So erscheinen Rameau's Opern entschieden als die ersten Versuche, den französischen Opernstil Lully's mit dem der Italiener zu verschmelzen, um so den dramatischen Stil überhaupt zu finden. Wie vertraut er mit den Mitteln der italienischen Oper war, das beweisen nicht nur die Arien, welche er als im Stil derselben gehalten bezeichnet, sondern seine Arien, Duette und Chöre überhaupt. Dennoch gelangte er durch alle diese Bestrebungen nur zur feineren Detailmalerei. Es entgeht ihm selten ein Zug, der musikalisch näher zu erläutern ist; aber er vermochte nicht auch diese einzelnen Züge einheitlich zusammenzufassen, so daß die Personen uns in bestimmten Charakteren, die Handlung sich in abgeschlossenen Situationen auch musikalisch darstellt. Diese letzte Bedingung sollte für die Bühne erst jener deutsche Meister erfüllen, der sich ebenso der Vorzüge der italienischen Cantabilität, wie der französischen Declamation bewußt worden war, und beide dann seiner tieferen Erkenntniß dramatischer Erforderniß dienstbar machte: Christoph von Gluck.

Daß Gluck Rameau's Bestrebungen kannte und daß sie nicht ohne Einwirkung bei ihm geblieben waren, ersahen wir bereits aus seinen Opern: »Telemacco« und den nachfolgenden, wie »La Clemenza di Tito« oder: »L' Innocenza giustificata«.

[99] Direct fördernd wirkten dann jene bereits erwähnten leichten französischen Operetten wie die Einlagen zu denselben, die Gluck in jener Zeit für den Wiener Hof schrieb.

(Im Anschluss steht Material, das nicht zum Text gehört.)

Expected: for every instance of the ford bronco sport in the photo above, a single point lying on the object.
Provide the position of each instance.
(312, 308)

In der sorgfältigen Ausbildung der Sprach-Accente zum Recitativ und der knappen Fassung der Vocal-und Instrumentalformen hatte die französische Oper die hauptsächlichsten Erfordernisse der komischen Oper gewonnen, und die »Agrements«, welche in den Gesängen und Instrumentalstücken der französischen Oper so ausgedehnt zur Verwendung kamen, sind für den Ausdruck der übermüthigen Laune und naiver Schalkhaftigkeit vielmehr geeignet, wie für die Stimmung der seriösen Oper. Als sich dann das französische Recitativ der komischen Wirkung hinderlich erwies, denn auch die sein zugespitzteste musikalische Recitation hindert den sprudelnden Witz des Dialogs, wurde dies einfach ausgeworfen und wich dem gesprochenen Dialoge.

Der eigentliche Anstoß hierzu ging wieder von Italien aus, denn die Oper von Jean Jacques Rousseau: »Devin du village« fällt hierbei kaum ins Gewicht. Rousseau hatte mit ihr nur die schwungvolle große italienische Cantilene ins Französische übersetzt, für die gefühlvollen Pariser seiner Zeit gehörig verschnitten. Die französische Oper von Lully und Rameau verstand Rousseau so wenig, daß er die Möglichkeit einer französischen Musik überhaupt bestritt; erst durch Gluck scheint ihm das Verständniß einer solchen eröffnet worden zu sein.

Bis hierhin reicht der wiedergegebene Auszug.